Without stopping smiling, Ma narrowed her eyes. “What did you just see, Kinjal?”
He stared at her. Ma and Baba always made a big deal about how they never lied to the twins. But here she was, lying. Or at least, not telling the truth, which was just as bad. Thums-Up whined, twining herself around Kinjal’s legs.
“He saw nothing, Ma.” Kiya gave Kinjal a look. Even though she was talking to him again, he could see she wasn’t going to forget about the solar system he’d destroyed anytime soon.
“Don’t tell me what I did or didn’t see!” Kinjal snapped.
“Let me get you all a snack,” Ma said, heading into the house. “I’m sure you’re hungry after your long days at school.”

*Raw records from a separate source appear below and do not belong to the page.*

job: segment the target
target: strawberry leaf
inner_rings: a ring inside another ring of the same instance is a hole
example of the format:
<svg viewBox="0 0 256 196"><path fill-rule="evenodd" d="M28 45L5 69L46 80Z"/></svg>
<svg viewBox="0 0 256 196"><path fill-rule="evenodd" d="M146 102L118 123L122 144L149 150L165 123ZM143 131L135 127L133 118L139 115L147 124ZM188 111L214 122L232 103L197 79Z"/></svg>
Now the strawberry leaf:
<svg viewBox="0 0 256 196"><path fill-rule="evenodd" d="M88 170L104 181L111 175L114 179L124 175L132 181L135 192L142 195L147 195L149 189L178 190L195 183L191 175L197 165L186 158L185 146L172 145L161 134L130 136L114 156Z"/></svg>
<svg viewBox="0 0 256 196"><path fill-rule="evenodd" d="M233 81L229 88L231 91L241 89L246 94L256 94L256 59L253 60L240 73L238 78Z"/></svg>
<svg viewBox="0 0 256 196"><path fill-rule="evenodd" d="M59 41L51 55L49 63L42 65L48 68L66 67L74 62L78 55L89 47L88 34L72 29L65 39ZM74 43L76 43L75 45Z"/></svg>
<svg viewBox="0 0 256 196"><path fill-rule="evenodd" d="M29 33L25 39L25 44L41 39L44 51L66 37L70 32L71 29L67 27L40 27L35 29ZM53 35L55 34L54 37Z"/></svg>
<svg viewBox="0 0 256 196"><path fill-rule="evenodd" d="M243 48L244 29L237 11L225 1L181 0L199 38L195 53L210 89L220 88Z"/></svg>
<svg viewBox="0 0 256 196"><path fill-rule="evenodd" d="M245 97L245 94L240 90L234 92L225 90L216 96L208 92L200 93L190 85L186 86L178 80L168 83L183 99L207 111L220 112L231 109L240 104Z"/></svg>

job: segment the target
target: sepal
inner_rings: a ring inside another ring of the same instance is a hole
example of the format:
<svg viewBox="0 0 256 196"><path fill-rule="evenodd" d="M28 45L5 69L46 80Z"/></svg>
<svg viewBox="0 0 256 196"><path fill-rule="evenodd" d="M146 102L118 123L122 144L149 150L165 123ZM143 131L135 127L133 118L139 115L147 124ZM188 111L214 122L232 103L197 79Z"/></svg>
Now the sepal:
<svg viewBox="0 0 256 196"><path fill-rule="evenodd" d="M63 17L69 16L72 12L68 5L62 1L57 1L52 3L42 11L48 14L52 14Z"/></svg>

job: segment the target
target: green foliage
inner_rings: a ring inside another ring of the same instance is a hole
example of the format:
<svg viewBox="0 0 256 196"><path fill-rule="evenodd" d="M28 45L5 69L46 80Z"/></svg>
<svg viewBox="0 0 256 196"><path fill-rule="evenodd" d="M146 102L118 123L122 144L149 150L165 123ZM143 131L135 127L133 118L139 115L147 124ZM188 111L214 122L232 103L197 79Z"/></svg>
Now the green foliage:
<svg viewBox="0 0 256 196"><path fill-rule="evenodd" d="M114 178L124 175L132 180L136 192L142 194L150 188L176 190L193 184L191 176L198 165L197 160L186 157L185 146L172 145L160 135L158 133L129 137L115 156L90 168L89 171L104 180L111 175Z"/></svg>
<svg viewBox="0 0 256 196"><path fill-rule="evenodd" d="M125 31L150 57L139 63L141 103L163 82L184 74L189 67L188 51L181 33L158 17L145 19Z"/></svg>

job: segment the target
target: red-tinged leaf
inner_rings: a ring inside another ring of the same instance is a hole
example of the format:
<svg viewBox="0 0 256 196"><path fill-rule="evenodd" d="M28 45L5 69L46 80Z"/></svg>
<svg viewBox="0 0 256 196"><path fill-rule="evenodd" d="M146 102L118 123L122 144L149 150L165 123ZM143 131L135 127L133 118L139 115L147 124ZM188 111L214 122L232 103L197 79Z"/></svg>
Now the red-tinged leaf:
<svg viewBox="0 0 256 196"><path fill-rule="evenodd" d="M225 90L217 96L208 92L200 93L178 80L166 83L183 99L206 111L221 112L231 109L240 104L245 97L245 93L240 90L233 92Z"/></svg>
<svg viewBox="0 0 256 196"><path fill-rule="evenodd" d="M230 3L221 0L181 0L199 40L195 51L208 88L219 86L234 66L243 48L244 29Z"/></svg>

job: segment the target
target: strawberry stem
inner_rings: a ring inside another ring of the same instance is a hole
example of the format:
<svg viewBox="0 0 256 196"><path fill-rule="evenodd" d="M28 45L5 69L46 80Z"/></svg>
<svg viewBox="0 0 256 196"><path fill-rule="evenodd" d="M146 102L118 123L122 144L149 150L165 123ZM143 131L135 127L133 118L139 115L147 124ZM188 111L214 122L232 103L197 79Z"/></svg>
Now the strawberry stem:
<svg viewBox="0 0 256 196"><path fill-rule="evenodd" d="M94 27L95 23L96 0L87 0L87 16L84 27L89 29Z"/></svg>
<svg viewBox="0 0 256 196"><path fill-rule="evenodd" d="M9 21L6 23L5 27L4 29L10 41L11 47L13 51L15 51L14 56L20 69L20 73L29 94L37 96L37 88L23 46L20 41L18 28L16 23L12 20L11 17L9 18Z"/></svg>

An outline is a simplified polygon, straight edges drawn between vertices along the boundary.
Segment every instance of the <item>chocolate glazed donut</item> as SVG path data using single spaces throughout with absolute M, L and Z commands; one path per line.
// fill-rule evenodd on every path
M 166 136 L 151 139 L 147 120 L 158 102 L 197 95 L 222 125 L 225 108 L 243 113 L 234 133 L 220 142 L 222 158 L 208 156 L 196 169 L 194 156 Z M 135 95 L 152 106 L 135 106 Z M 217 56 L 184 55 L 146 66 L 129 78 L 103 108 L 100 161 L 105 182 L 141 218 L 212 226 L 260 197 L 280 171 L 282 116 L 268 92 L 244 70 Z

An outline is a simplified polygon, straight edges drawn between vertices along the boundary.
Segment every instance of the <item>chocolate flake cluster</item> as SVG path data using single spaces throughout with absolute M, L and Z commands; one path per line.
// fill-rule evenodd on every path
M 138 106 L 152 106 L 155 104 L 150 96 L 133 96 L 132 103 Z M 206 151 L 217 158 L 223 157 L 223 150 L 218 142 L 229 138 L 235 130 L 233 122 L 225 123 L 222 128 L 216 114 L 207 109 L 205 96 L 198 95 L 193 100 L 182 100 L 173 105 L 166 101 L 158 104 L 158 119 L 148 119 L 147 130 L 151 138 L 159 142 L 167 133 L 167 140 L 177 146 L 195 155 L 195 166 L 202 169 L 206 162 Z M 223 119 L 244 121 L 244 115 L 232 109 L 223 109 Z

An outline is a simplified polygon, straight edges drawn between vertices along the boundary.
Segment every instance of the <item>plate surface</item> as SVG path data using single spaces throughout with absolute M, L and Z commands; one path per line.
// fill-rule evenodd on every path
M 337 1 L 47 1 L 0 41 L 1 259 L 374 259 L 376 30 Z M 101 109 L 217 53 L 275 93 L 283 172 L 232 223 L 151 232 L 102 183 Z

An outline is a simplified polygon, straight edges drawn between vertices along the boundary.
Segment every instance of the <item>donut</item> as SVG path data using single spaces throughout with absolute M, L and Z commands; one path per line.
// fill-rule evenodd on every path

“I’m not just hangry!” Kinjal protested, even as Ma swept through the door, followed closely by the dog, who had heard and understood the word snack. He turned to his sister. “I saw what I saw!”
“Did you, though?” Kiya asked with a sickly-sweet smile.
The chaos monster inside Kinjal’s head gave a roar. He knew what he’d seen. And he was going to get to the bottom of it.
LIKE ALL GREAT ideas, the great idea came to Kinjal in the middle of the night. He’d already been asleep for a little while when all of a sudden, his brain just went ping! like a cartoon lightbulb blinking on above his head.
Kinjal sat up, feeling wide awake even though the glowing bedside clock said it was after midnight. He knew where he’d seen pictures of magical creatures with long, extendable arms! It was an illustration in a folktale book called Thakurmar Jhuli that Baba sometimes read from. It was an old book with a thick silver binding that was frayed and pages that were yellowed, crackly, and almost falling apart. But when Kinjal asked Baba why he didn’t just buy a new copy, he’d looked sad and said he couldn’t find one, at least not where they lived now. It was one of those things that Ma and Baba never really talked about—where they’d lived before.
Kinjal looked up at the bunk bed above him, wondering if he would fight so much with his sister if Kiya still slept up there. But she’d gotten her own room last year when Ma and Baba had decided it was time for them to have their own spaces, especially since Kinjal slept with a night-light that kept Kiya awake. So it was only Thums-Up at the end of the bed, groaning as Kinjal woke her up from her deep, drooly, doggy sleep.
“Sorry, girl, this is an emergency,” he whispered as Thums-Up leaped off the bed in a flurry of fur to pad along behind him. She was wagging her tail, her eyes bright and head up, like she was looking forward to whatever middle-of-the-night adventure Kinjal was planning.
Kinjal walked quietly, avoiding the creaky parts of the hall in front of Ma and Baba’s room. But when he tried to creep past his sister’s new room, the one that used to just be for guests, she opened the door like she’d been waiting for him.
“Where are you going?” she hissed, stern in her constellation pajamas, her glasses on her face and her two braids only a little mussed from sleep.
Thums-Up whined at her tone, but Kiya put a hand out to scratch her fluffy head and the big dog calmed right down, panting happily.
“Nowhere!” Kinjal lied. He’d never been a very good liar.
“Are you still thinking what you imagined about Ma’s arm was true?” Kiya gave a frustrated sigh. “What, are you going down to find Baba’s old folktale book or something?”
Kinjal felt his eyes growing rounder. His sister really was creepy the way she could read his mind sometimes. “No, I was just going to the … kitchen for a snack!” Kinjal lied again. At least this lie was a little more believable. He was hungry almost all the time.